Un résultat encore plus surprenant est que 30 % des travailleurs à distance aux États-Unis et au Royaume-Uni peuvent accéder aux données de l’entreprise sans outil d’accès sécurisé ou connexion VPN. Si l’identité d’un travailleur distant est compromise, il y a une chance sur trois que son entreprise soit victime d’une faille, ce qui permet aux cyberattaquants de se déplacer latéralement dans les systèmes de l’entreprise :

  • La protection des identités et des appareils des travailleurs à distance à grande échelle nécessite une confiance zéro.
  • Automatiser autant de tâches que possible tout en offrant une expérience utilisateur continue et transparente est le moyen le plus sûr de combler les lacunes en matière de cybersécurité.
  • Se débarrasser des mots de passe et automatiser l’authentification à deux facteurs en utilisant Zero Sign-On (ZSO), un élément central de la plateforme Ivanti, s’avère essentiel aujourd’hui. Zero Sign-On s’appuie sur une la technologie biométrique, notamment Face ID, comme facteur d’authentification secondaire pour accéder à la messagerie professionnelle, aux communications unifiées et aux outils de collaboration, ainsi qu’aux bases de données et ressources partagées par l’entreprise.
  • Les RSSI et leurs équipes doivent également réfléchir à la manière dont la défense contre les menaces peut mieux sécuriser les appareils personnels contre le phishing, les menaces liées aux appareils, au réseau et aux applications malveillantes.

 

À la fin de l’année dernière, MobileIron (qui fait désormais partie d’Ivanti) a reçu sa deuxième mention en deux ans dans la Forrester Wave™ : Zero Trust eXtended Ecosystem Platform Providers, Q3 2020.

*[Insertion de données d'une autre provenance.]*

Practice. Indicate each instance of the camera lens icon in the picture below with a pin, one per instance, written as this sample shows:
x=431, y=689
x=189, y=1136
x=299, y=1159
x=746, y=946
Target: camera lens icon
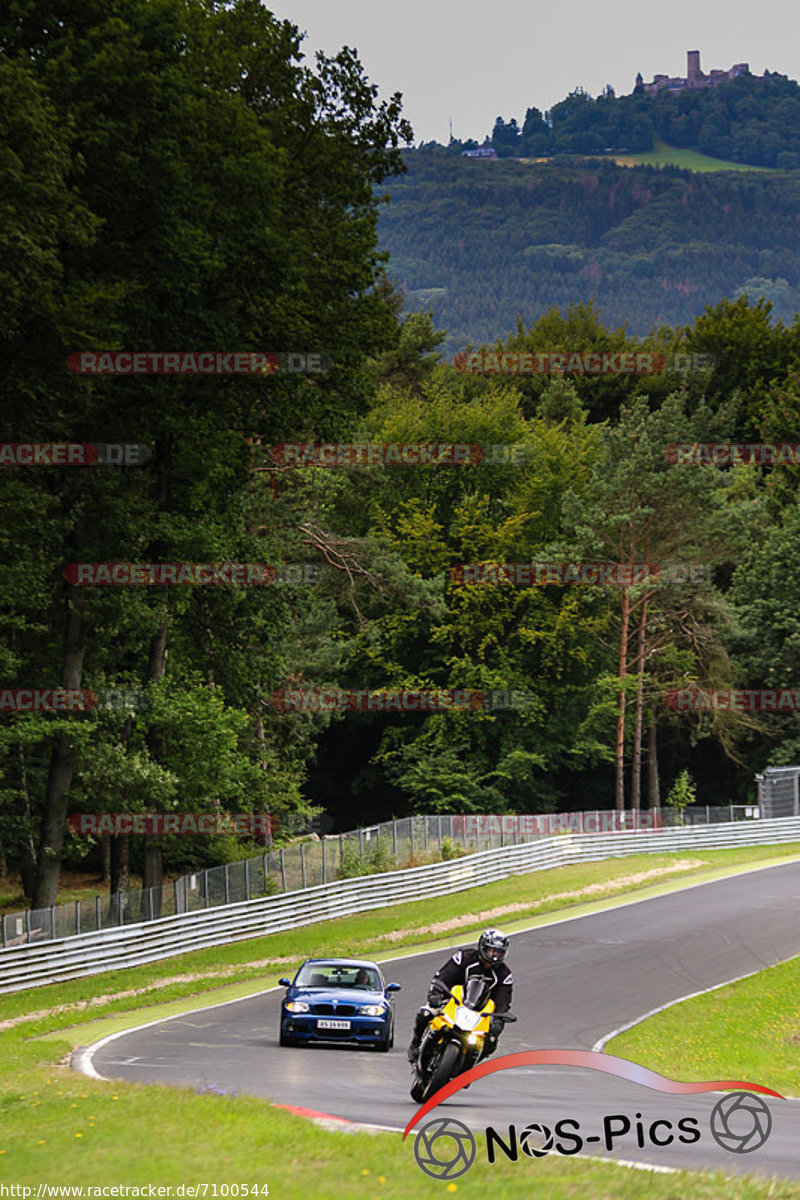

En conclusion, les lacunes des entreprises en matière de cybersécurité se creusent en raison d’une combinaison de comportements risqués des employés et d’un manque de sécurité cohérente pour salariés en remote. Et ces lacunes ne feront que s’accroître, car les employés travaillent de plus en plus depuis n’importe où, en utilisant leurs appareils personnels pour se connecter aux ressources de l’entreprise. Pour sécuriser et permettre l’evolution de la modern workplace, les organisations doivent commencer dès aujourd’hui à mettre en œuvre et à faire évoluer un modèle de sécurité de bout en bout de type « Zero Trust » en tirant parti des nouvelles technologies et en protégeant leurs investissements actuels dans les technologies de sécurité.